When I arrived, I also found it be spotless. Clean. Bright. And when I couldn’t find the product I needed, the staff was entirely helpful.
I was starting to lose my hatred.
I wandered through the store. Aisles were wide. Produce was fresh and neatly displayed. Then …. I found the cheese counter.
It was the kind of cheese counter a junkie like me could curl up inside and take a nap.
First, I just stood there and inhaled. I tried not to handle each type of cheese. But I think I might have touched each kind. The counter attendant asked me if she could help me. I might have looked slightly creepy. Standing there. Touching cheese.
“No,” I said. “I just want to look.”
I continued to study each package of cheese. Local cheese, cow’s milk cheese, sheep’s milk cheese, goat’s milk cheese – nirvana.
Finally, I asked if I could take a picture. I had to preserve this moment.
She said she’d have to get permission. I said I understood. I explained I was just a cheese junkie who had fallen in love with the cheese case. She tracked down her store manager.
While she did, I tried to decide which kind of cheese to buy. First I tried a sample of a cheese spread from Willipa Hills Cheese. It was a blue cheese/cranberry/cream cheese blend.

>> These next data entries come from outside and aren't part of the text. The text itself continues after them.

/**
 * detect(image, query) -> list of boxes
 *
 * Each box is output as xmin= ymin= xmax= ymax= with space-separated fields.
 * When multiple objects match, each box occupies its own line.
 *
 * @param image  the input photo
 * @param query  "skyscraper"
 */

Let me try to explain to you how good this was. It truly stopped me in my tracks. I rather absent-mindedly grabbed a sample from the display as I was walking past. It danced over my tongue and slapped me silly. It was so good, I whirled around and grabbed a container and cradled it like a baby.
I found out later they make a bacon-flavored spread. Had I seen that while in the store, I probably would have passed out right then and there.

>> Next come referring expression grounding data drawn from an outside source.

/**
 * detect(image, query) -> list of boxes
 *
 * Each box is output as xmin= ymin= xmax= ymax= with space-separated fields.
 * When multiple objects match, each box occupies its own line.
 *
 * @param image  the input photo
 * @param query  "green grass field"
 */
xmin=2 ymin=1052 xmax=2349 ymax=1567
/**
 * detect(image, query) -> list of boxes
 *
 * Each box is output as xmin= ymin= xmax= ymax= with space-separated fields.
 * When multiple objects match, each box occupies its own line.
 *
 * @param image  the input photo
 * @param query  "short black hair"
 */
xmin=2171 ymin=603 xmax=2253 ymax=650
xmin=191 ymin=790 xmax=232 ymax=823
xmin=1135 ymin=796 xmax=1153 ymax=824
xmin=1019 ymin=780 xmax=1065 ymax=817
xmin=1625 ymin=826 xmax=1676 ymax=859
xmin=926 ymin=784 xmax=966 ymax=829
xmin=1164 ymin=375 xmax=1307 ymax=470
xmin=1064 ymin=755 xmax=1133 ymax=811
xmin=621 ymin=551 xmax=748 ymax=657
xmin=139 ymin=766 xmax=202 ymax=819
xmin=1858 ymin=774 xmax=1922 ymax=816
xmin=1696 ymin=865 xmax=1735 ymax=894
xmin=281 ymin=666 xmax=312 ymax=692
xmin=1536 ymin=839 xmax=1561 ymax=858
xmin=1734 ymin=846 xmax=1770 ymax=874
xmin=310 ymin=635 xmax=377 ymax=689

The next cheese I tried was called “Rogue Gold Blue,” which came wrapped in a PCC label. Cheese is meant to be tasted at room temperature, and that is certainly true in this case. Taste it cold and it has a nasty bite on the back of your tongue. Let it warm just a little, and it’s wonderful.
I also picked up a small chunk of “New Moon” from Mt. Townsend Creamery. It’s made in Port Townsend, Washington, one of my favorite places, and the label said, “New Moon – If the Moon was Cheese,” which went straight to my heart. The cheese is fine. Functional. According to the creamery’s website, it’s won several awards, but it wasn’t spectacular for me.
The manager finally got back to me and, of course, wanted to know where I planned to use the photo I would take in his store. It was here I had to quickly make a decision. At the time, I really didn’t think I’d do much with it. I really just thought it was a great cheese case. But I thought I might use it on my Facebook page or my personal blog (I hadn’t even thought about using it here) so I decided I had to be honest.
“Look, I’ll be honest. I tend to be anti-organic. I probably am not the kind of person that would shop your store and I’m pretty vocal about that online. But really, I just want a picture of your cheese case because I love cheese and I really like your cheese case. I’m just a cheese junkie.”
He rolled his eyes, but gave me permission. I could have lied and said I loved what the store stood for, but I don’t necessarily agree with all of the policies. But here’s what I do agree with: good quality food and clean and friendly employees who provide excellent customer service.
If I lived in the area, would I shop there? On occasion, if I needed something specific. Was I a hypocrite for even going in? Yes, probably. But I finally decided it was more important to go in and see what the store was about than to stay out and not really know. Just make assumptions? I could – but that is what other people do about the farming industry and it makes me furious. It would be pretty lousy of me to do the same.